How To Get Data To Work Together

VACAVILLE, Calif.-Information never felt so good at Travis CU here, ever since the $1.6-billion CU unified all data-member, organizational, financial, product and transactional-through one platform.

In less than two years, Travis CU discarded isolated platforms in favor of a "comprehensive stack" of business intelligence (BI), content management (ECM) and process management (BPM) applications that can talk to each other and other systems across the business, according to Craig Beaudry, AVP-IT development and operations.

New members now get more consistent service no matter with whom they talk at the CU. BPM tells each representative what was said and done by previous employees-and what to do next.

Employees now get daily dashboard updates on their product sales from the new BI, instead of making hash marks to count sales, Beaudry said. Better sales reports contribute to a consistent and realistic sales incentive and training program for about 200 employees, he explained.

The new BI gathers data from about a dozen sources and feeds them through hundreds of calculations to report performance results at every level, from product to employee to branch to organization, said Beaudry. No longer does corporate spend 100 hours per month slogging through data, only to interpret sales results inconsistently, he said. No longer do employees have to wait for 10 days to view their sales from the previous month.
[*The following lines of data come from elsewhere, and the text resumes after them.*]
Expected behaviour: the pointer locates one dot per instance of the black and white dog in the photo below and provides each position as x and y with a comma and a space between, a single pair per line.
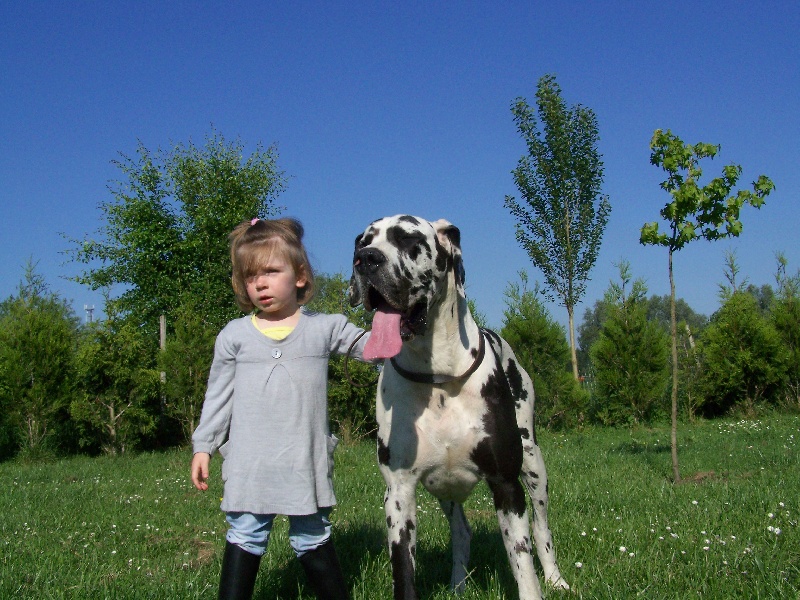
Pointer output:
453, 405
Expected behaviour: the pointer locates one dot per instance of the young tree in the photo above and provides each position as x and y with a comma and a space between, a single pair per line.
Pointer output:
744, 361
785, 316
38, 335
186, 362
117, 404
165, 241
564, 214
540, 345
709, 212
630, 356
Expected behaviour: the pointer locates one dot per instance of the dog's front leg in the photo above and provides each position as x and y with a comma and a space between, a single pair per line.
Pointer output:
400, 504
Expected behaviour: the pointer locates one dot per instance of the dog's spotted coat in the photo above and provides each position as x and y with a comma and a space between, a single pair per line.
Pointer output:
445, 430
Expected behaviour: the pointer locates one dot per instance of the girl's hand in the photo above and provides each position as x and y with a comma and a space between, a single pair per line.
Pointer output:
200, 462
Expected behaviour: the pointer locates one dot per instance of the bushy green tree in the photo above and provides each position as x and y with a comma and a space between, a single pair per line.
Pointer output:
165, 237
38, 335
630, 357
185, 363
561, 223
116, 408
785, 315
351, 407
542, 350
744, 361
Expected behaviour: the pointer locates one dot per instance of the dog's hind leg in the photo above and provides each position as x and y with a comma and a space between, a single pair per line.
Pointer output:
460, 538
512, 516
534, 475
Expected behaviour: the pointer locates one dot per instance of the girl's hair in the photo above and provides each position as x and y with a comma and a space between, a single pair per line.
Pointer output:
254, 243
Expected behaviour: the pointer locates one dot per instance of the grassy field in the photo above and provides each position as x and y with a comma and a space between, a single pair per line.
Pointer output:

Acting as a foundation for all best-of-breed applications to work together is Oracle's Fusion Middleware, which Travis CU originally believed was an "unattainable solution," said Beaudry. "Oracle is aggressively targeting mid-market organizations from a TCO perspective. And not many people know that Oracle is extremely strong in the business application market."

Oracle's ECM application displaced five systems and will save Travis CU about $100,000 in annual maintenance alone, Beaudry said. Document searches now take less than a second. And employees working in a core transaction account can click within the system to pull statements from another platform, for example, instead of navigating through separate software and reentering data.

More wins are on the way, Beaudry predicted. Profitability data can be extracted from the new Oracle BI and data warehouse in about five minutes, down from 10 to 20 hours from the old warehouse. "That's the power of an enterprise-ready database."

But BPM is the "coolest," he suggested. Soon, the BPM application will consolidate all interactions with a member-and will connect with all the decisions, documents and systems related to those interactions.

The application automates many steps in any given process, enforcing business rules, and then guides employees through any remaining steps, said Beaudry. "A process that's now 40 or 50 screens will be a single click."

Already, the 60-screen charge-off process has been reduced to one screen with a confirmation button, he said. The process takes seconds to complete, down from 15 minutes.

Travis CU designed and deployed BPM using Oracle's Service-Oriented Architecture suite. Fusion Middleware has set the foundation for BI, ECW and BPM to interact with disparate systems across the CU, and in the long term, the three applications will be integrated with one another, said Beaudry. "Then, we'll see benefits like the BPM interactions feeding into the data warehouse for business intelligence as to how and why members are interacting with us."

Travis CU's data consolidation and information management efforts will be recognized with a Best Practice Award for Member Service at the CUNA Technology Council Conference in Las Vegas on October 1.